Court Opinion

ID: 1242440
Source: CourtListenerOpinion
Date Created: 2013-10-30 05:11:23.327232+00
Date Added: 2024-06-11T15:12:56.448215
License: Public Domain

STATE OF NORTH CAROLINA
v.
LAURIE MICHELLE PARKER, Defendant
No. COA06-426
North Carolina Court of Appeals
Filed February 20, 2007
This case not for publication
Attorney General Roy Cooper, by Assistant Attorney General Spurgeon Fields, III, for the State.
Gilda C. Rodriguez for defendant-appellant.
WYNN, Judge.
In general, "an appeal presenting a question which has become moot will be dismissed."[1] Here, Defendant appeals the revocation of her probation based on her violation of its terms and conditions. Because the maximum sentence imposed on Defendant has expired prior to the calendaring of this appeal, we dismiss her appeal as moot.

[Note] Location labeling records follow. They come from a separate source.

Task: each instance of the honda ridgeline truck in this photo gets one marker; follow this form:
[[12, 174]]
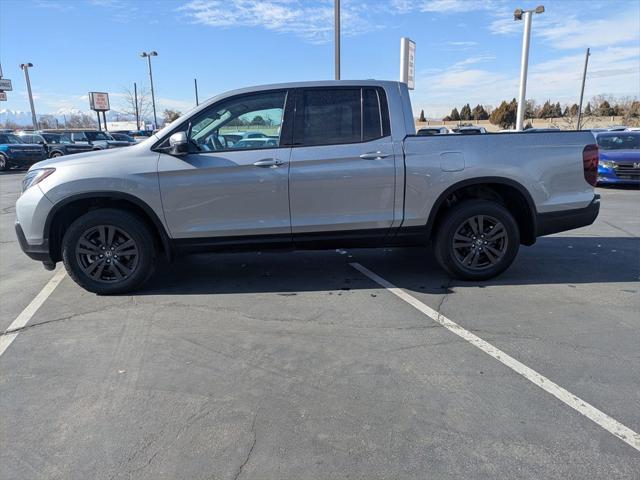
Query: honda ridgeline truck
[[345, 170]]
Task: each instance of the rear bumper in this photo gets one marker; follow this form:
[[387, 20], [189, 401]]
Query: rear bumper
[[554, 222], [39, 252]]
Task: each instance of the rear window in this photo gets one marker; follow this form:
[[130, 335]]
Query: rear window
[[341, 115]]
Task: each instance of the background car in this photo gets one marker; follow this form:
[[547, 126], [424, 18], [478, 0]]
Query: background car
[[123, 137], [433, 131], [15, 153], [619, 161], [53, 144]]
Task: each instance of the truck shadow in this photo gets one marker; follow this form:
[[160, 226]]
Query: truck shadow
[[553, 260]]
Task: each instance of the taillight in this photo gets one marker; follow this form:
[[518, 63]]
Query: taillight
[[590, 164]]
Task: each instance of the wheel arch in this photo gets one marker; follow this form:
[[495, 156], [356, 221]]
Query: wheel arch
[[70, 208], [511, 194]]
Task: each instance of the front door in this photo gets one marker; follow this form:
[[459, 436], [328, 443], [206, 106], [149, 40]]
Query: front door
[[234, 181]]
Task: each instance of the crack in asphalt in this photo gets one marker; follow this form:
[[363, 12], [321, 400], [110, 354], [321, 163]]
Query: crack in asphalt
[[253, 444]]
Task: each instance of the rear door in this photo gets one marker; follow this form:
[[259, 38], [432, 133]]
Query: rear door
[[342, 172]]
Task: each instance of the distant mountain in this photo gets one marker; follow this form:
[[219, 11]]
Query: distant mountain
[[23, 118]]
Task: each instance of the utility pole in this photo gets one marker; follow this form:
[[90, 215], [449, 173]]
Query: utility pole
[[337, 38], [25, 67], [525, 15], [584, 78], [148, 55], [135, 99]]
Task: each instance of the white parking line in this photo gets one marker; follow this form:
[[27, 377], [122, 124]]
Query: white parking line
[[21, 320], [605, 421]]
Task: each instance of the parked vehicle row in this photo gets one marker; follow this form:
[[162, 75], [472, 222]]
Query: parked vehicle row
[[23, 149], [345, 170]]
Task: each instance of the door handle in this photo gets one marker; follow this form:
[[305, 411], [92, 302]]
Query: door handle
[[268, 163], [374, 156]]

On 1 September 2005, Defendant pled guilty in Davidson County Superior Court to the offense of obtaining property by false pretenses. The court sentenced Defendant to a term of imprisonment of a minimum of seven months and a maximum of nine months. The court suspended the sentence and placed Defendant on supervised probation for thirty-six months. The court also placed Defendant in the intensive supervision program for six months. On 14 September 2005, an intensive case officer executed a violation report alleging that in attempting to perform a curfew check, the probation officer went to address given to her probation officer and could not find Defendant there. A resident told the officer that Defendant did not, and would not be allowed to, reside there.

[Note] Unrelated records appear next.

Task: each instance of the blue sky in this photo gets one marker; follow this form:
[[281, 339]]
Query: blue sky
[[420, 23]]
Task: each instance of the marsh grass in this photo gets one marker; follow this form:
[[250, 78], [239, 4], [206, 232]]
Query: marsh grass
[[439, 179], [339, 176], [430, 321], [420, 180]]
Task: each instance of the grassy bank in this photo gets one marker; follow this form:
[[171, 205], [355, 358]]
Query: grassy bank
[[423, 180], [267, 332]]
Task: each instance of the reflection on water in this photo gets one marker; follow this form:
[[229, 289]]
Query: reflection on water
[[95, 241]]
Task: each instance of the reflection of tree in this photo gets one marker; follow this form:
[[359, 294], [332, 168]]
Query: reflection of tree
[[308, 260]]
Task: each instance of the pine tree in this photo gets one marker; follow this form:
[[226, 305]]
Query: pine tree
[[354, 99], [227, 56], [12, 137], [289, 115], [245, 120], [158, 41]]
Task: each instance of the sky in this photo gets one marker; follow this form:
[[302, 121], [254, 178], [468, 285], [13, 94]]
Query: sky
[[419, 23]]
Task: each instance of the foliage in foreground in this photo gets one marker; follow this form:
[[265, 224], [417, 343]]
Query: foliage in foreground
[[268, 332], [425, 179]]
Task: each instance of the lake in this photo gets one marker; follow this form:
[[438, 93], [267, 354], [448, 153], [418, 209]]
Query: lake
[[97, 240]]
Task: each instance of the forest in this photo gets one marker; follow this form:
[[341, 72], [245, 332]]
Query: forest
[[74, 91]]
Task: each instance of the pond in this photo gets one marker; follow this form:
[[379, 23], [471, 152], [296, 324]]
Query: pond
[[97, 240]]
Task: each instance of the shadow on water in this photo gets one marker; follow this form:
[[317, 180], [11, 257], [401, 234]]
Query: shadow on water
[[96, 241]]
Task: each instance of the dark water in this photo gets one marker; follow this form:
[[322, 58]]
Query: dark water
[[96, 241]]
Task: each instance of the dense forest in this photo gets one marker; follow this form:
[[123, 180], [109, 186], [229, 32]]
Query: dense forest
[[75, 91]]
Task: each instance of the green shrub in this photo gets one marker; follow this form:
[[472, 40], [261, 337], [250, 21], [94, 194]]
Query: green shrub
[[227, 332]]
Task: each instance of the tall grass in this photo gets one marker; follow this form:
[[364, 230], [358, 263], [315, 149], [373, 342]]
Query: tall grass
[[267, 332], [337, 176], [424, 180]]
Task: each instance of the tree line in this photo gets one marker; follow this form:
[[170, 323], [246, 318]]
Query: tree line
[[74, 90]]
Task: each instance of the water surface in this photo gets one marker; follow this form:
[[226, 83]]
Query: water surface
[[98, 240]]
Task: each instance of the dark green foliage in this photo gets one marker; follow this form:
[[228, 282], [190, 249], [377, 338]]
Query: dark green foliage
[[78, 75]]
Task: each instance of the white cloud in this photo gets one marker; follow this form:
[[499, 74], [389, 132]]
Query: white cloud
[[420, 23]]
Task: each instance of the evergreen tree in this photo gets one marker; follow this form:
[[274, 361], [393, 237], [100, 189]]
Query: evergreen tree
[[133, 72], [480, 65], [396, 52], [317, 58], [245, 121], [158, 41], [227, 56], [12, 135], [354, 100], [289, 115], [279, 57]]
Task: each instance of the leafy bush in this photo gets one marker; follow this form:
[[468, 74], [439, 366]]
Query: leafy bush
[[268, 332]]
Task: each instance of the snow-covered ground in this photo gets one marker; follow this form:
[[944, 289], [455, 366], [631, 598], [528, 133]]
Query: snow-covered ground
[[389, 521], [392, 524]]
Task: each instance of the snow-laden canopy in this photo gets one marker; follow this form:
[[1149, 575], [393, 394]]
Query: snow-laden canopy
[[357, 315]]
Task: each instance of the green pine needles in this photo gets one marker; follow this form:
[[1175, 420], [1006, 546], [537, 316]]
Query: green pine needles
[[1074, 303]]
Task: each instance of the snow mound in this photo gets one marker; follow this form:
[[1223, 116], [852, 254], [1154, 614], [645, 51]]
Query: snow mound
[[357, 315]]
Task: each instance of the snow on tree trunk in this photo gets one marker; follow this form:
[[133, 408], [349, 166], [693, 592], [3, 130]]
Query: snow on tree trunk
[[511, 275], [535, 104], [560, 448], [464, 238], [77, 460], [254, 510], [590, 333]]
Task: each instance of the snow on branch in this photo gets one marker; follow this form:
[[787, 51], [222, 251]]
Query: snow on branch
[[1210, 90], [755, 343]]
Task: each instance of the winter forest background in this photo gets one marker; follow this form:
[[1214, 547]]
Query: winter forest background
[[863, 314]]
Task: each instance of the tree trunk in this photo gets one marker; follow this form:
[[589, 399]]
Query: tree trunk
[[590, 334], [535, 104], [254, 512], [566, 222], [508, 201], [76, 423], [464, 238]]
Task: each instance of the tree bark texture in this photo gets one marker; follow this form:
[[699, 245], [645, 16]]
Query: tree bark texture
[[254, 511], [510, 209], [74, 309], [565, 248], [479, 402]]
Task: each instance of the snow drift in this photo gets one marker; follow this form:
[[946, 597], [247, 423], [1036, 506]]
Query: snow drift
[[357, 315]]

At the revocation hearing on 17 November 2005, Defendant admitted she violated the terms and conditions of her probation. Defense counsel stated for the record that Defendant was living with her boyfriend at the address provided to her probation officer until the boyfriend "kicked her out" prior to the initial curfew check . The probation officer confirmed the statements included in the violation report as to Defendant's failure to provide an address to her probation officer or to contact the officer concerning a change of address. The probation officer determined that Defendant had absconded supervision and subsequently learned that Defendant had been arrested. The violation report was served on Defendant in the Davidson County Jail.
The court found that Defendant willfully and without lawful excuse committed the violation alleged in the violation report. The court revoked probation and activated Defendant's original sentence of seven to nine months' imprisonment on 17 November 2005. The court allowed credit for seven days of pretrial confinement from the judgment revoking probation and activating the sentence, and Defendant appealed.

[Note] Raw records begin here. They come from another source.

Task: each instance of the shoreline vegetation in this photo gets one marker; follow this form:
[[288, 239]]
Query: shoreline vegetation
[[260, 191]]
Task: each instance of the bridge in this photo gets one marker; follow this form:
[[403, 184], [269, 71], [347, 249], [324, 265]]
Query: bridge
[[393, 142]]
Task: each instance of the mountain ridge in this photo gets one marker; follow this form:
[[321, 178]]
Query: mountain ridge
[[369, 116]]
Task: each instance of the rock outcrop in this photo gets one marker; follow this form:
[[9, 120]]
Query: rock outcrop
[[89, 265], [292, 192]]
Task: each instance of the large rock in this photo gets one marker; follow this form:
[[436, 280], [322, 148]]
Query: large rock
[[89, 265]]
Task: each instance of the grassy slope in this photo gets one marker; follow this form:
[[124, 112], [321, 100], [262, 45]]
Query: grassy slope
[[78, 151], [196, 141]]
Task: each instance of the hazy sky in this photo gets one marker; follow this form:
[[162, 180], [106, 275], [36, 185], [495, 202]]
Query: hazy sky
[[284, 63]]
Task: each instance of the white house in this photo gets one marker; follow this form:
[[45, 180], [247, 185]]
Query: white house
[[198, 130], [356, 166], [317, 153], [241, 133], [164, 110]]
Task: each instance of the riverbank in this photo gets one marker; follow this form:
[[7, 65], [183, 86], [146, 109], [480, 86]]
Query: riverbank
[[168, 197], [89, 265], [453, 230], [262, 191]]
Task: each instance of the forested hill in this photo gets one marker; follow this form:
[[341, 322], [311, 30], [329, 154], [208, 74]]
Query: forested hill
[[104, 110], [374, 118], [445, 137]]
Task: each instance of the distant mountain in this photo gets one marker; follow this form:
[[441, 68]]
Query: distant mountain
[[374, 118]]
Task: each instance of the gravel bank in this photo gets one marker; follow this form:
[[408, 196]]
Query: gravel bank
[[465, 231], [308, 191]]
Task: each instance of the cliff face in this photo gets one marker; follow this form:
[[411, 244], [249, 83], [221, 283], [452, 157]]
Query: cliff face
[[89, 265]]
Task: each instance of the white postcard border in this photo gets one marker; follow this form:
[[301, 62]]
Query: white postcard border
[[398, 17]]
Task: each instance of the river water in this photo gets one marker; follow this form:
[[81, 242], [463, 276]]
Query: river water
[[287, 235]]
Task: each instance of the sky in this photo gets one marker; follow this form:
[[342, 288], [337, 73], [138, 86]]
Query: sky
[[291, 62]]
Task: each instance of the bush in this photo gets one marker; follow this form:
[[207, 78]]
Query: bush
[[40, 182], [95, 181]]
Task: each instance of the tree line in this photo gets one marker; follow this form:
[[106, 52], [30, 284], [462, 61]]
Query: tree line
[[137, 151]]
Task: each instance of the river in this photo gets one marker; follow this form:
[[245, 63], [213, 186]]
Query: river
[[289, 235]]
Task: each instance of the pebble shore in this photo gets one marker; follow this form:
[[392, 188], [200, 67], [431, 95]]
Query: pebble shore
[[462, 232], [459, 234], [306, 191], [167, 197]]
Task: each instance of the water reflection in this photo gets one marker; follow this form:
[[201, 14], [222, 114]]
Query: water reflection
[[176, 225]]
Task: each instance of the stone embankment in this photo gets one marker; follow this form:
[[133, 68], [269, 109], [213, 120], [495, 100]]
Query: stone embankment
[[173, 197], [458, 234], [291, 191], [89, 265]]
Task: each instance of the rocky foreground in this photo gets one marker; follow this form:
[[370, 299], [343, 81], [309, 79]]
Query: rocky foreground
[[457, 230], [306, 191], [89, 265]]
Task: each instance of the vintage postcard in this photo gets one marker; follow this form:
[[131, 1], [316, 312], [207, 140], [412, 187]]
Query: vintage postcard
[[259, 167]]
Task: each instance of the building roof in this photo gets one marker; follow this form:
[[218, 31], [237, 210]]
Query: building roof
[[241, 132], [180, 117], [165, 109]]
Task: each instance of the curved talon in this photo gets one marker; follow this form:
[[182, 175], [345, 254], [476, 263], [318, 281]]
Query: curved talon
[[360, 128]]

The appeal entry reflects that the court denied release of Defendant pursuant to section 15A-536 of the North Carolina General Statutes. N.C. Gen. Stat. § 15A-536 (2005). Consequently, she began immediately to serve the sentence. Nine months from 10 November 2006 occurred on or about 10 August 2006.[2] Thus, at its maximum, the sentence expired before this appeal was calendared for argument. The appeal is therefore moot, and we are required to dismiss it. See State v. Bowes, 360 N.C. 55, 619 S.E.2d 502 (2005) (per curiam opinion vacating this Court's opinion considering an appeal which was moot because the period of punishment, revocation of the defendant's driver's license, had expired).
Dismissed.
Judges ELMORE and GEER concur.
Report per Rule 30(e).
NOTES
[1]  Matthews v. N.C. Dept. of Transp., 35 N.C. App. 768, 770, 242 S.E.2d 653, 654 (1978).
[2]  Although not made a part of the record on appeal, we note that North Carolina Department of Correction records indicate Defendant's active sentence expired on 8 June 2006.